Is the Quick Death of Failed Tech Products a Good Thing?
Joining the ranks of accepted submitters, HumanEmulator writes "The NY Times reports on how the Hollywood summer-movie business model is being applied to tech products: 'Every release needs to be a blockbuster, and the only measure of success is the opening-weekend gross. There is little to no room for the sleeper indie hit that builds good word of mouth to become a solid performer over time.' New products are being pulled from shelves only weeks after a lackluster release. What if the TouchPad, the Microsoft Kin, or even Google Wave had had more time on the market? Is this blockbuster-or-bust model a good thing for consumers, or for the industry in general?"
I knew a guy who started .com companies like popcorn. His business plan was the same for all of them: be successful enough until someone bigger buys you out. His goal was to work for a year at trying to get a thing going, then sell it for a couple million dollars for that short duration that it would be hot. Most of these things were very transient. They were unknown a month ago, on the rise a week ago, popular today, and by next month they probably wouldn't even be a memory.

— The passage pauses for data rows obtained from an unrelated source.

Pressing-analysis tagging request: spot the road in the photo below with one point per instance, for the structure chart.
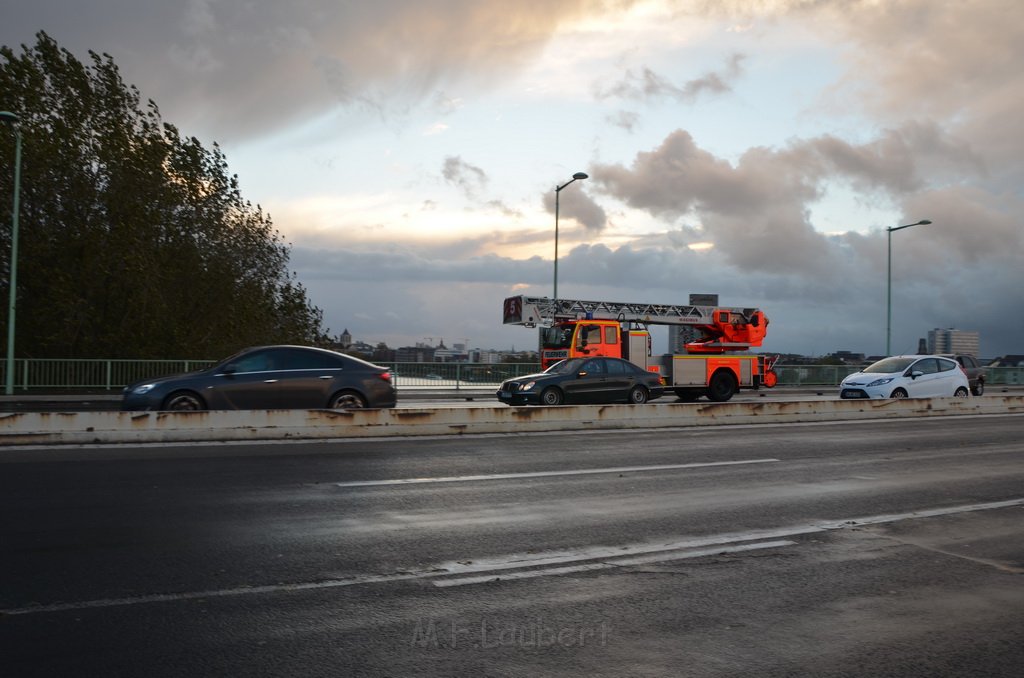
(892, 548)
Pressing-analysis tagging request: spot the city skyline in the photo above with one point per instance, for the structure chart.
(410, 152)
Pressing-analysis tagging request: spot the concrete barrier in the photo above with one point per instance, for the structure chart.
(107, 427)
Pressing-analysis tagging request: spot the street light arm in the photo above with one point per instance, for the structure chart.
(923, 222)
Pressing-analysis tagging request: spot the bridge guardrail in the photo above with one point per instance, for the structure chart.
(39, 375)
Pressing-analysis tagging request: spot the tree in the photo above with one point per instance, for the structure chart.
(134, 241)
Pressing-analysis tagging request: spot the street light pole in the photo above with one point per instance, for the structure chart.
(558, 189)
(889, 283)
(11, 120)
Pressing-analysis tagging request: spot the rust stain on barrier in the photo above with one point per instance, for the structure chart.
(413, 414)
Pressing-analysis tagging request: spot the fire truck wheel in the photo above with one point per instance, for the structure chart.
(346, 400)
(551, 396)
(722, 386)
(638, 395)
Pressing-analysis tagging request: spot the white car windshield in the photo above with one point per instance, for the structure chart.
(890, 365)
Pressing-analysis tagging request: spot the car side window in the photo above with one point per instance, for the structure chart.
(615, 368)
(928, 366)
(258, 362)
(304, 359)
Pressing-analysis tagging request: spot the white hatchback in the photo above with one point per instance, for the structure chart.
(907, 376)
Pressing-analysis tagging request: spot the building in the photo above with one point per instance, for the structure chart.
(952, 341)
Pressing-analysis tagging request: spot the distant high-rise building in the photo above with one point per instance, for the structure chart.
(952, 341)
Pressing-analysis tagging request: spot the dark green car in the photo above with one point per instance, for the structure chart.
(584, 380)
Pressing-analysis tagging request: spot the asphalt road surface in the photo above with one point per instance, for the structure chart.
(885, 548)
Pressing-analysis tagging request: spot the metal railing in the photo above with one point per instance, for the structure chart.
(39, 374)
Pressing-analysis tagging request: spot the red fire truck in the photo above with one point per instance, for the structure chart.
(713, 335)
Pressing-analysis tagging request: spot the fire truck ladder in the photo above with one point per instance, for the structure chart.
(530, 311)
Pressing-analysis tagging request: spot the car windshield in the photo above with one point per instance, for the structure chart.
(890, 365)
(565, 367)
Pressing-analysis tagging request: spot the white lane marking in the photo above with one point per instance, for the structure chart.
(619, 562)
(637, 553)
(545, 474)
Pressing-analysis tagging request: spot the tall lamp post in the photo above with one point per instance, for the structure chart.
(889, 285)
(558, 189)
(11, 119)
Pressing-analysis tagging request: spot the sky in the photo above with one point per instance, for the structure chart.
(409, 151)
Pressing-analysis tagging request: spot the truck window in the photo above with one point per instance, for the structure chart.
(590, 334)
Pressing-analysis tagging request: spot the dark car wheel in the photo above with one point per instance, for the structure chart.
(722, 386)
(638, 395)
(551, 396)
(183, 401)
(347, 400)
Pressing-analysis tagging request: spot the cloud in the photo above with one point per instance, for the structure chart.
(574, 204)
(469, 178)
(647, 84)
(235, 68)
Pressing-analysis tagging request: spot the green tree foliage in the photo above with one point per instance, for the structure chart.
(135, 242)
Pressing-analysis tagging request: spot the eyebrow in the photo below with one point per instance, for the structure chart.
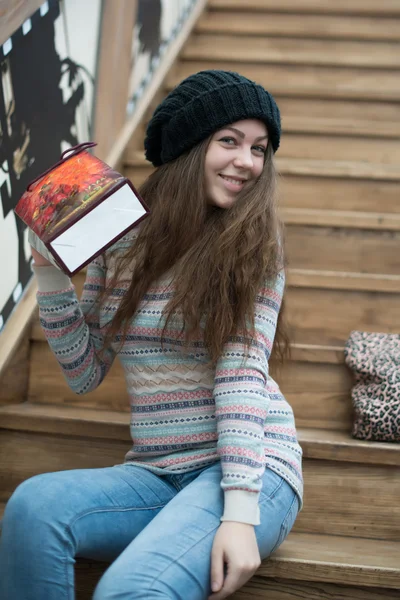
(242, 135)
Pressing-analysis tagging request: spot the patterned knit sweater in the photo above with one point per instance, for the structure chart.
(185, 414)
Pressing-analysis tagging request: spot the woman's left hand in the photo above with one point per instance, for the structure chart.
(235, 545)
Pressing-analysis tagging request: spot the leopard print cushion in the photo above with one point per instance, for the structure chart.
(375, 360)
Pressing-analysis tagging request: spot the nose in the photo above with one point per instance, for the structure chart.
(244, 158)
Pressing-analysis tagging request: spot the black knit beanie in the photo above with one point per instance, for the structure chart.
(200, 105)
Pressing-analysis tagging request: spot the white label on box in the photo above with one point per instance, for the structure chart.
(98, 227)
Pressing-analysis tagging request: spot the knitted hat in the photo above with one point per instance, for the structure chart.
(200, 105)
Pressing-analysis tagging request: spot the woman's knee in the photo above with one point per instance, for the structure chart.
(139, 584)
(32, 500)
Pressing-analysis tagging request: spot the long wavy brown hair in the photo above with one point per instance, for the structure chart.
(220, 257)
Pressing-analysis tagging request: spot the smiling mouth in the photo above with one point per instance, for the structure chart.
(233, 180)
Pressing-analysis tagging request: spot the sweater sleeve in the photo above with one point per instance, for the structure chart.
(72, 327)
(242, 403)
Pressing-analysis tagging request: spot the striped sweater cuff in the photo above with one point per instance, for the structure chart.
(51, 279)
(241, 506)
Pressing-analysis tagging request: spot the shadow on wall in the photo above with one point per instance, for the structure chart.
(36, 119)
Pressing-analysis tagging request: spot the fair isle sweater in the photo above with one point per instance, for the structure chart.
(185, 414)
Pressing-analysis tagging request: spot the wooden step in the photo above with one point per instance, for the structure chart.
(330, 53)
(308, 81)
(108, 424)
(315, 381)
(325, 315)
(297, 166)
(312, 192)
(372, 221)
(356, 7)
(340, 148)
(338, 168)
(340, 127)
(306, 567)
(333, 113)
(343, 247)
(338, 118)
(299, 26)
(355, 468)
(341, 497)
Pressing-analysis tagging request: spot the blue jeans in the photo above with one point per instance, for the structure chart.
(157, 531)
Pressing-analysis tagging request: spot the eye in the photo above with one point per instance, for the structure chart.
(260, 149)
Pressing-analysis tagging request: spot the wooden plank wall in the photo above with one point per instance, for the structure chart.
(13, 13)
(113, 72)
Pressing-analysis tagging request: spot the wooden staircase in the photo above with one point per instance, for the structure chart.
(334, 69)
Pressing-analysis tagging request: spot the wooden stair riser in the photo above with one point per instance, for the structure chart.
(318, 392)
(350, 499)
(299, 26)
(323, 7)
(307, 81)
(343, 249)
(321, 193)
(340, 498)
(329, 53)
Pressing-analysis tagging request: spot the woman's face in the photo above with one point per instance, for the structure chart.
(235, 156)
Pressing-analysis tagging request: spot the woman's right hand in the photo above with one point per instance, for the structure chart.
(39, 260)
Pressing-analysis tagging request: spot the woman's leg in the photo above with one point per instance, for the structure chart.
(52, 518)
(171, 558)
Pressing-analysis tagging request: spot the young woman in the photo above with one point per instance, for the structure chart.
(189, 302)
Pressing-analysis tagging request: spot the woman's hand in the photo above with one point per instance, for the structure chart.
(38, 259)
(235, 545)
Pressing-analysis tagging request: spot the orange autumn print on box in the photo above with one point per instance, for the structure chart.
(66, 193)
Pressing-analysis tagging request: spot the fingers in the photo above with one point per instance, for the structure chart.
(235, 579)
(217, 569)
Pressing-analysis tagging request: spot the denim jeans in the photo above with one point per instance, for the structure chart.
(157, 531)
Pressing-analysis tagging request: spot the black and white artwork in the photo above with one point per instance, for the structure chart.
(48, 69)
(158, 22)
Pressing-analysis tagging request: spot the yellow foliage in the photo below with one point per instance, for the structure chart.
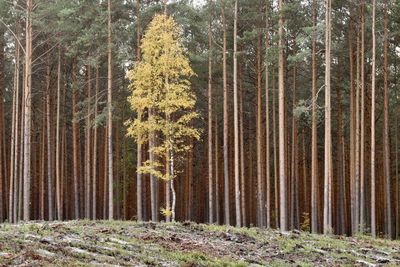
(167, 212)
(162, 95)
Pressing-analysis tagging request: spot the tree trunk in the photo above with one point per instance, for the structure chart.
(75, 140)
(94, 163)
(362, 132)
(109, 121)
(225, 89)
(295, 172)
(12, 209)
(260, 181)
(50, 207)
(58, 170)
(27, 112)
(388, 211)
(210, 152)
(267, 123)
(236, 121)
(373, 74)
(314, 133)
(282, 156)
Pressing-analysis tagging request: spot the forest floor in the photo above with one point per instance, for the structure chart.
(116, 243)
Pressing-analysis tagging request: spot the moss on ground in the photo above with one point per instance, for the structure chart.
(127, 243)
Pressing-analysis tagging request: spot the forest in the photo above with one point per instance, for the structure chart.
(277, 114)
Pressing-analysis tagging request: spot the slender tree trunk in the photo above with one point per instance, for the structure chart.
(314, 134)
(267, 123)
(362, 132)
(275, 151)
(282, 156)
(341, 215)
(210, 152)
(27, 111)
(242, 150)
(373, 74)
(58, 170)
(88, 143)
(295, 172)
(328, 137)
(75, 140)
(139, 191)
(217, 187)
(50, 207)
(388, 211)
(352, 129)
(225, 89)
(260, 181)
(94, 163)
(109, 121)
(236, 121)
(3, 188)
(12, 211)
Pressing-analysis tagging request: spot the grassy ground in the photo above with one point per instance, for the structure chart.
(103, 243)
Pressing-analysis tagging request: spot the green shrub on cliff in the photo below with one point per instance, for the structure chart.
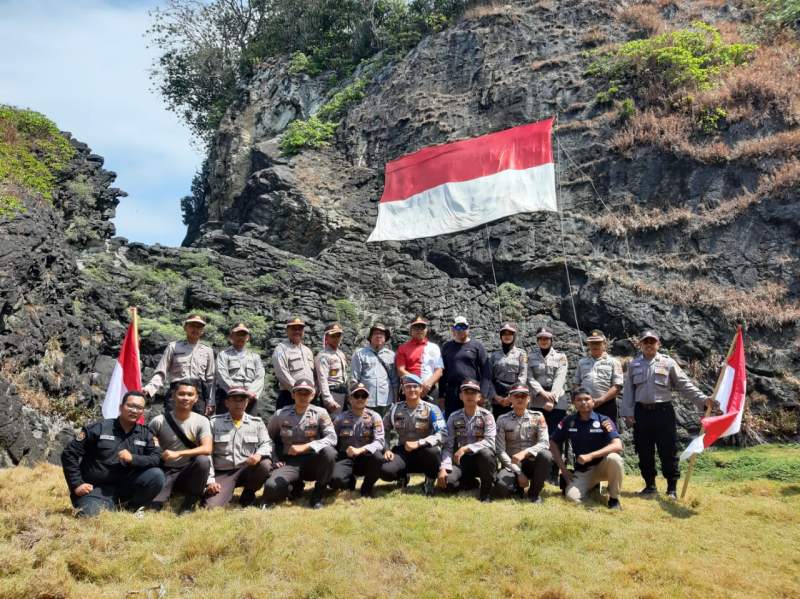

I think these big companies learned their lessons. They tried over and over to pump money into these little concepts that never had longevity as a part of their plans. They bled red ink.
So if they don't see that initial wave, they're cutting the bleeding off now before they pump additional useless money into a concept that never will make it. It makes financial sense.
John
No it was priced right according to iSuppli who did the teardown. If HP sold it at $150 there would have been a loss on each device sold.
http://www.isuppli.com/Teardowns/News/Pages/HP-TouchPad-Carries-$318-Bill-of-Materials.aspx
They probably COULD have saved money somewhere, but they already chintzed on the plastic in the back.
The real problem is there were no apps. There was no real push by Palm OR HP on gaining developers. At least not one like there should have been. Plus the SDK was REALLY late. By that time, Palm was already dead in the water, HP picked them up and did NOTHING with them.